Officials at the department assured House Republicans they have “prohibited” the Occupational Safety and Health Administration (OSHA) from taking enforcement actions against small farms that are exempted from the agency's regulations.
"The Department of Labor takes the appropriations language very seriously and has prohibited OSHA activities at farming operations that employ 10 or fewer employees," Assistant Labor Secretary Brian Kennedy wrote in a letter to the House Education and Workforce Committee, which had complained about OSHA's regulatory efforts in a January letter to the agency.
The committee released the agency's letter Tuesday.

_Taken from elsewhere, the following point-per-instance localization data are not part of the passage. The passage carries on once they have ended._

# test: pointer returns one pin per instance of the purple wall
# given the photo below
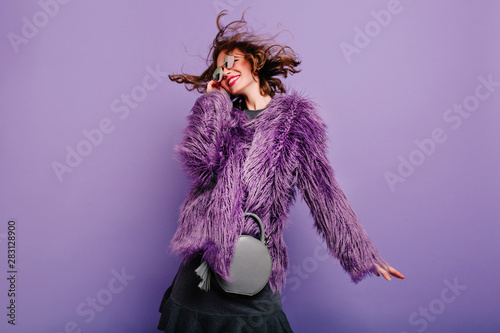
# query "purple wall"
(410, 91)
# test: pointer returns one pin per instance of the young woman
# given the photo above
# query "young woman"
(248, 147)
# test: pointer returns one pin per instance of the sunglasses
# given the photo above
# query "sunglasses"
(228, 63)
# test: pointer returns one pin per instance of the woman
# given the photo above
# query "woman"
(248, 146)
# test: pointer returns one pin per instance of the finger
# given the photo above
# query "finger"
(394, 272)
(384, 273)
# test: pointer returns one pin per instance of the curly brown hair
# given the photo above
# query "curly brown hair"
(267, 57)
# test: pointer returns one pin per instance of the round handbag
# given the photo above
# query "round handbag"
(251, 266)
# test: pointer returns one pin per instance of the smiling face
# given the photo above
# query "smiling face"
(238, 80)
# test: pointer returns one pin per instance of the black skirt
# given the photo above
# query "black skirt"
(186, 308)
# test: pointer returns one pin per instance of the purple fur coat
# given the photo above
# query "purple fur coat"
(255, 166)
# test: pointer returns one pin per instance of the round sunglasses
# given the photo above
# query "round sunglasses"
(228, 63)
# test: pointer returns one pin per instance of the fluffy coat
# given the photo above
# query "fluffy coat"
(239, 166)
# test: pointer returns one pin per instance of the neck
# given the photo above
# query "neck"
(257, 102)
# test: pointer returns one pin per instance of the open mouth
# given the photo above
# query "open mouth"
(232, 80)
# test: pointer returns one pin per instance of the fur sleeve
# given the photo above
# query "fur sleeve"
(200, 149)
(334, 218)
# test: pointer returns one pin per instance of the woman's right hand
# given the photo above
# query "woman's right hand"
(213, 85)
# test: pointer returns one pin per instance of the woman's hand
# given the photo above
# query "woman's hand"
(213, 85)
(388, 270)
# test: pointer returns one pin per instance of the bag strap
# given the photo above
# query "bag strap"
(263, 237)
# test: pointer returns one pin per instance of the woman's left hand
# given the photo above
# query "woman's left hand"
(388, 270)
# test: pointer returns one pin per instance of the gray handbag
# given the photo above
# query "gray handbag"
(250, 268)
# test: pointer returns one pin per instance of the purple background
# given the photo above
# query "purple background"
(117, 210)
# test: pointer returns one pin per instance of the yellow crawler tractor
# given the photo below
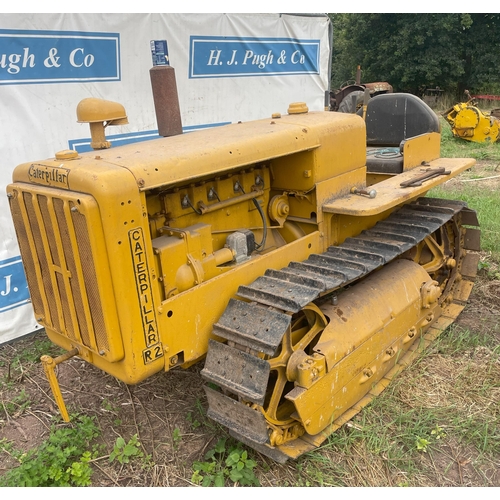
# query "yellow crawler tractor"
(468, 122)
(301, 271)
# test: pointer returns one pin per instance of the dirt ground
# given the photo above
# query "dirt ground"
(167, 412)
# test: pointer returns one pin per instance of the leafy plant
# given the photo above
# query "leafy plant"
(17, 404)
(223, 464)
(176, 437)
(422, 444)
(61, 460)
(125, 451)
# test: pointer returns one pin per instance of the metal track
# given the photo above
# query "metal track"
(259, 325)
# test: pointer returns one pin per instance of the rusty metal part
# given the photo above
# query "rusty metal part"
(429, 174)
(49, 364)
(166, 100)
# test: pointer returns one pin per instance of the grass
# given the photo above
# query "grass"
(478, 195)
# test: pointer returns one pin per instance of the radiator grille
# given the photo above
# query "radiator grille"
(60, 264)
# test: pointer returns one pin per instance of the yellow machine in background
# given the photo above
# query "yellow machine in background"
(470, 123)
(258, 247)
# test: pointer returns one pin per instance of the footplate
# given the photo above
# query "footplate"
(237, 417)
(259, 328)
(237, 371)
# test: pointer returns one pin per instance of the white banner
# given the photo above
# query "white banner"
(229, 68)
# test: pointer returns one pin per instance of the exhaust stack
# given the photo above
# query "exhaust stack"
(164, 86)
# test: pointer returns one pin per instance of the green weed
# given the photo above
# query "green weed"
(176, 437)
(124, 451)
(224, 464)
(61, 460)
(17, 404)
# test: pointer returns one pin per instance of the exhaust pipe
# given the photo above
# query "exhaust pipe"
(164, 86)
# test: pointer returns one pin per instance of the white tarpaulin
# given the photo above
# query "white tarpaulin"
(229, 68)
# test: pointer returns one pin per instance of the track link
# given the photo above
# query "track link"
(256, 328)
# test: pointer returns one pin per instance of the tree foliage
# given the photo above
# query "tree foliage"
(418, 51)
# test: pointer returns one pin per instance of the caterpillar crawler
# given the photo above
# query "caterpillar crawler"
(297, 257)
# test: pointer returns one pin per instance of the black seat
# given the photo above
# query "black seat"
(391, 119)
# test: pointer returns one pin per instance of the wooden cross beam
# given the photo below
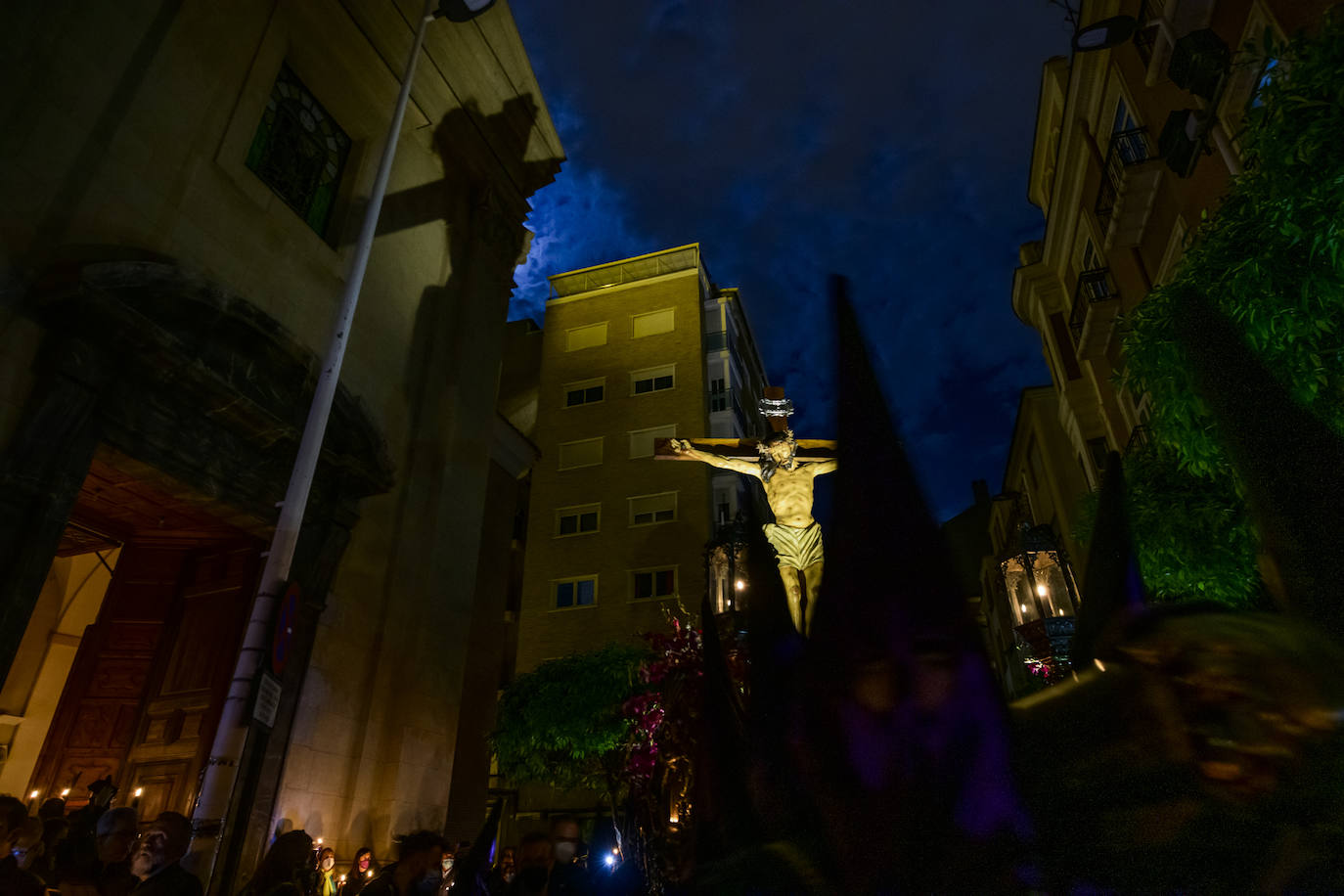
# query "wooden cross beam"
(808, 449)
(777, 411)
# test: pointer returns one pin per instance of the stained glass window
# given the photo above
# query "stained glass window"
(298, 151)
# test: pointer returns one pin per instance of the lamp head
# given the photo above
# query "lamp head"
(461, 10)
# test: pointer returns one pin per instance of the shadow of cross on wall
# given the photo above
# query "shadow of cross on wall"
(487, 177)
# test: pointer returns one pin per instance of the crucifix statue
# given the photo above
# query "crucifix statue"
(786, 468)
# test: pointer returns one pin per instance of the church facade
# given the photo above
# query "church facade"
(182, 193)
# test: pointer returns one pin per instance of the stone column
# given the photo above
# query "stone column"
(40, 473)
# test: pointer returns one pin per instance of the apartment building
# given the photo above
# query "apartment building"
(1133, 144)
(633, 351)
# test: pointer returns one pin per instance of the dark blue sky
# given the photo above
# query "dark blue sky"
(886, 140)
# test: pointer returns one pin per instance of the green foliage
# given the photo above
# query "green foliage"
(562, 724)
(1272, 259)
(1191, 535)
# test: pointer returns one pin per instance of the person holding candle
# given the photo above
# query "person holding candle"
(285, 868)
(326, 878)
(362, 871)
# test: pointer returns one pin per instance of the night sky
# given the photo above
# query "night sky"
(886, 140)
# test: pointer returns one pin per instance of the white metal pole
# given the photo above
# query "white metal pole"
(232, 735)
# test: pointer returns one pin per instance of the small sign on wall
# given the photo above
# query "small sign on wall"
(268, 698)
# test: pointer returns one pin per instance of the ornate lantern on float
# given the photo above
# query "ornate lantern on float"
(1043, 601)
(726, 569)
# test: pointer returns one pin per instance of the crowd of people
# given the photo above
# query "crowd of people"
(103, 850)
(93, 852)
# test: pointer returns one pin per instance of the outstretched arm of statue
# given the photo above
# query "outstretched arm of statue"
(739, 465)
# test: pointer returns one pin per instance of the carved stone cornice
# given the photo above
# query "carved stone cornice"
(197, 366)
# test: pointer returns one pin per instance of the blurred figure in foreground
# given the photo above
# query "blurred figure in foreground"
(362, 871)
(419, 860)
(285, 867)
(157, 860)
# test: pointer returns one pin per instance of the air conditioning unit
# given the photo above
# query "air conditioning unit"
(1182, 141)
(1199, 61)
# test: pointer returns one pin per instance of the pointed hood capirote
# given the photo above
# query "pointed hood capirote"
(904, 744)
(1114, 585)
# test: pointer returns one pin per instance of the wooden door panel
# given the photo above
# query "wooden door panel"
(182, 707)
(98, 712)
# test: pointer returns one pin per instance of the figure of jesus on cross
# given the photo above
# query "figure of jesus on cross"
(787, 488)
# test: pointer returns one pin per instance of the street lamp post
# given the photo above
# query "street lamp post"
(221, 776)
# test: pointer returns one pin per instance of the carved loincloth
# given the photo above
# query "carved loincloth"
(797, 548)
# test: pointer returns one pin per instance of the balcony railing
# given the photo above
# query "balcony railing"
(725, 400)
(1093, 287)
(1127, 148)
(1145, 36)
(717, 341)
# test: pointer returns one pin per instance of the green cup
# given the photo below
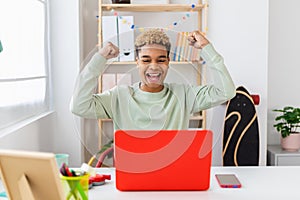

"The department's family-farming guidance was flawed and legally suspect," Chairman John Kline (R-Minn.) and Workforce Protections subcommittee Chairman Tim Walberg (R-Mich.) said in a joint statement. "We are pleased this misguided policy has been withdrawn, and the department has recognized the legitimate concerns of policymakers and family farmers."
Republican lawmakers were upset about OSHA guidance issued in 2011 that appeared to open the door for agency inspectors to regulate family farms.
Walberg's subcommittee held a hearing last week to discuss Republicans' concerns.
"It's very troubling to see [OSHA] circumvent the public rule-making process in order to significantly alter health and safety standards," Walberg said at the hearing.
Democrats on the committee accused Republicans of trying to "undermine" OSHA's authority.
Since the 1970s, Congress has prohibited OSHA from regulating farms with 10 or fewer employees, according to the Republican reading of the law.
But Republicans have accused the agency of maneuvering around these protections for small farmers by claiming jurisdiction over the nonfarming operations of farms, such as grain storage.
In the letter, Kennedy said OSHA had removed the controversial guidance from its website and would coordinate with the Department of Agriculture to issue new guidance that complies with the law.
"In conducting inspections of farming operations, OSHA strives to ensure full compliance with the small farming operations exemption," Kennedy wrote.
OSHA field offices will now be required to check with the national office to determine whether a small farm is exempt from regulations.
Kennedy said OSHA originally issued the guidance in response to an increasing number of deaths at grain facilities.
OSHA reported that 57 workers were trapped in grain in 2010, and 31 of them died. That was the highest number of deaths since 1964.
But OSHA noted that the number of deaths in grain facilities fell by 74 percent from 2010-2012, during which period the agency issued the controversial guidance.
"As you may be aware, fatalities can occur in grain storage facilities when workers become buried [entrapped] by grain as they walk on moving grain or attempt to clear grain built up on the inside of a grain bin," Kennedy wrote. "Moving grain acts like quick sand, entrapping and suffocating the worker."